Many know my more recent genre Buses and Girls photography as those earlier buses I really like have all gone so now I enjoy my bus hobby more for the photography. As well as being an artist I owned a small transport business before I retired but today I have a little job too driving a minibus dong a school run to Wolverhampton in the afternoon and occasionally other jobs. It gets me out and about and satisfies my childhood ambition to drive a bus.
Sunday, 18 May 2008
Manchester: Stockport Weekend
I've been rather busy over the last few days and my activities included a visit to the Manchester Museum of Transport in Boyle Street at the back of Queens Road Bus Garage where they were staging a Stockport Weekend featuring displays and former buses from that town as well as North Western of course whose headquarters were there at Charles Street along with a large garage. Old NW Bristols from the early-Fifties were very much in evidence as of course were Leylands of both operators.

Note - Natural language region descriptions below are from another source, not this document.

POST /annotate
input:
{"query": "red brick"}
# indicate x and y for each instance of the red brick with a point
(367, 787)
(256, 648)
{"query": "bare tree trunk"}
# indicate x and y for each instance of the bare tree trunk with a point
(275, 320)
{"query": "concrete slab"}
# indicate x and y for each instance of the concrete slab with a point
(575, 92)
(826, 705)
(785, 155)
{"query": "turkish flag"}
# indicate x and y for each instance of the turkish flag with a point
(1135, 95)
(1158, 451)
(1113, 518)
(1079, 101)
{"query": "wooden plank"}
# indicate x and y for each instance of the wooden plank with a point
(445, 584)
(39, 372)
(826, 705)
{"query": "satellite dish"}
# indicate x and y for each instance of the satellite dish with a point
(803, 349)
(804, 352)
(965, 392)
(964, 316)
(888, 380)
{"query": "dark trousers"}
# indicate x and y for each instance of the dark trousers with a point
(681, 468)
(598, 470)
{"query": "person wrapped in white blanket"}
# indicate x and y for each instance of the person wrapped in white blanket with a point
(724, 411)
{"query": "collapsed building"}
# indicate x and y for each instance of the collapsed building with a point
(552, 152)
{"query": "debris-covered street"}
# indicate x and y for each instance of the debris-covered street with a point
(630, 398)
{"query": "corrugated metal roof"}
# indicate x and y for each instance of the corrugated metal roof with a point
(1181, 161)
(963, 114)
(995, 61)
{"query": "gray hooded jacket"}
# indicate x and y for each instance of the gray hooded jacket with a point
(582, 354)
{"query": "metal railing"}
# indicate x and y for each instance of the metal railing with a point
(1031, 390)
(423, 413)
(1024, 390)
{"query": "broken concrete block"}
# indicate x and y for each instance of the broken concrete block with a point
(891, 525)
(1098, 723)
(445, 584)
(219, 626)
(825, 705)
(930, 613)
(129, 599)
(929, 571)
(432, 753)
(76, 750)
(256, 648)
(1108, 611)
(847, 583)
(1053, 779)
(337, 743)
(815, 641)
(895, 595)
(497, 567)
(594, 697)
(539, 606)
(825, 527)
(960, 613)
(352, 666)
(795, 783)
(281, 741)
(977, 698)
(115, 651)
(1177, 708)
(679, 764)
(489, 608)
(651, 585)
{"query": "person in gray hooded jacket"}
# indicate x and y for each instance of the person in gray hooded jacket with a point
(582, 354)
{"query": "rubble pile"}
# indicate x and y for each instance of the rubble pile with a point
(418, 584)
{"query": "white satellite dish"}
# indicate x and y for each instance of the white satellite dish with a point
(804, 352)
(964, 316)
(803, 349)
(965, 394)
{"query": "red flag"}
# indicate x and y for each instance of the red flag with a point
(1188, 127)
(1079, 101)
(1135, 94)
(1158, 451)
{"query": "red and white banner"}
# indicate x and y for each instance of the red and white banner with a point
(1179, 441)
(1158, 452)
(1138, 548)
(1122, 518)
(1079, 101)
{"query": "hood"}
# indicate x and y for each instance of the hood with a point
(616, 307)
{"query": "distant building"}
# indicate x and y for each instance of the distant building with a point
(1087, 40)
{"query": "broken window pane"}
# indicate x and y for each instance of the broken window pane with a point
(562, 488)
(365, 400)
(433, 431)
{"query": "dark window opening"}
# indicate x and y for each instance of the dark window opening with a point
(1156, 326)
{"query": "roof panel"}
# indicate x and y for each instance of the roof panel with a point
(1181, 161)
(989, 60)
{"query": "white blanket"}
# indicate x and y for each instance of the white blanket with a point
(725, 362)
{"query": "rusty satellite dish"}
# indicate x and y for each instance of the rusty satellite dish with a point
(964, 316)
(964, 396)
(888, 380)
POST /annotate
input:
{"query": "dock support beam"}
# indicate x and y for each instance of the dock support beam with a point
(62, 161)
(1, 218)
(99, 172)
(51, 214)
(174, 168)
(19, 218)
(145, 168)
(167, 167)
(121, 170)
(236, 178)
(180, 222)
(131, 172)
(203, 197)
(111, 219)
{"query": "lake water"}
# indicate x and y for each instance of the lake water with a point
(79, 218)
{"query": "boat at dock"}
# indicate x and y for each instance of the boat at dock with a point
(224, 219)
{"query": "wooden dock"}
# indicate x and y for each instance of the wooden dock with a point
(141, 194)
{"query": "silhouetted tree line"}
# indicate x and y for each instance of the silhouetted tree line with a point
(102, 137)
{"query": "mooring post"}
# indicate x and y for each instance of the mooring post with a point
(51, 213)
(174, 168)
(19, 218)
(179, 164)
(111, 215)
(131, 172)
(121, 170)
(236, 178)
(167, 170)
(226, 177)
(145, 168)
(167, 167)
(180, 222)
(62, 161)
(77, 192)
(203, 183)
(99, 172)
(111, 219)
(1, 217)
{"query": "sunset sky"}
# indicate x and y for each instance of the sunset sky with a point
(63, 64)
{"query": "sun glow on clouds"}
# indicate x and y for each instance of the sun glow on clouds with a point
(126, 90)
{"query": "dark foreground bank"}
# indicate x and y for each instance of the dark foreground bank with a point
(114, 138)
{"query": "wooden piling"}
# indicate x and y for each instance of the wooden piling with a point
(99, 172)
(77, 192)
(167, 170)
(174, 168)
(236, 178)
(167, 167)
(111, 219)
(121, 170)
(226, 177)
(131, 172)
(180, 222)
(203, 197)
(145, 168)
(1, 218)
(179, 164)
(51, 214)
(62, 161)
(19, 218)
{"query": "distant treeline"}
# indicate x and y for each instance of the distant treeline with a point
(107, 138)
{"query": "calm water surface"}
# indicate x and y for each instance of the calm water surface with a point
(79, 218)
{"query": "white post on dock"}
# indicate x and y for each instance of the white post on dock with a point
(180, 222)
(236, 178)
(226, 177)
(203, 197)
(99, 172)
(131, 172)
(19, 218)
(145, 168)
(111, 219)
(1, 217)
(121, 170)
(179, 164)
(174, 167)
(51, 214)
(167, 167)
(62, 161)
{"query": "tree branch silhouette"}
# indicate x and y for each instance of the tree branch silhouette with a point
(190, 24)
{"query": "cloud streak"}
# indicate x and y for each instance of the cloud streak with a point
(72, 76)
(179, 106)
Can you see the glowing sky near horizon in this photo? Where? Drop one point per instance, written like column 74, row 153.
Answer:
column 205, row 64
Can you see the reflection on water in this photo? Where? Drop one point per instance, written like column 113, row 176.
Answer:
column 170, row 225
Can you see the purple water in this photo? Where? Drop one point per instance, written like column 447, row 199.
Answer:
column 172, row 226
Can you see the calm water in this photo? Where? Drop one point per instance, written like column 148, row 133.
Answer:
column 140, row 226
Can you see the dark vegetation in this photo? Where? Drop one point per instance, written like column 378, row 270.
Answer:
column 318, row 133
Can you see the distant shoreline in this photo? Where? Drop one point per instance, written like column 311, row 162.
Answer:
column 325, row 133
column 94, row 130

Former Stockport all-Leyland PD2 308 gave a perfect rattle-free ride despite being built in 1951. Stockport was the last major customer for the bigger similar half-cab Leyland Pd3 in 1969 and these East Lancs bodied buses with crash gearboxes entered service when the nearby much more adventurous Manchester was taking delivery of it's futuristic looking jumbo Atlantean and Fleetline 'Mancunian' OPO double-deckers. Indeed the PD3's also seen in this view were still in service when Stockport's new PTA owner Greater Manchester Transport was buying the new generation British Leyland London Bus the Leyland Titan at the end of the Eighties. Having said that the new Titans TN's didn't last much longer than their solid trustworthy elders and were quietly sold off as being none standard and as well as more Atlanteans, and similar Fleetlines the operator chose instead the cheaper Leyland Olympian and Metrobus as it's preferred future choice.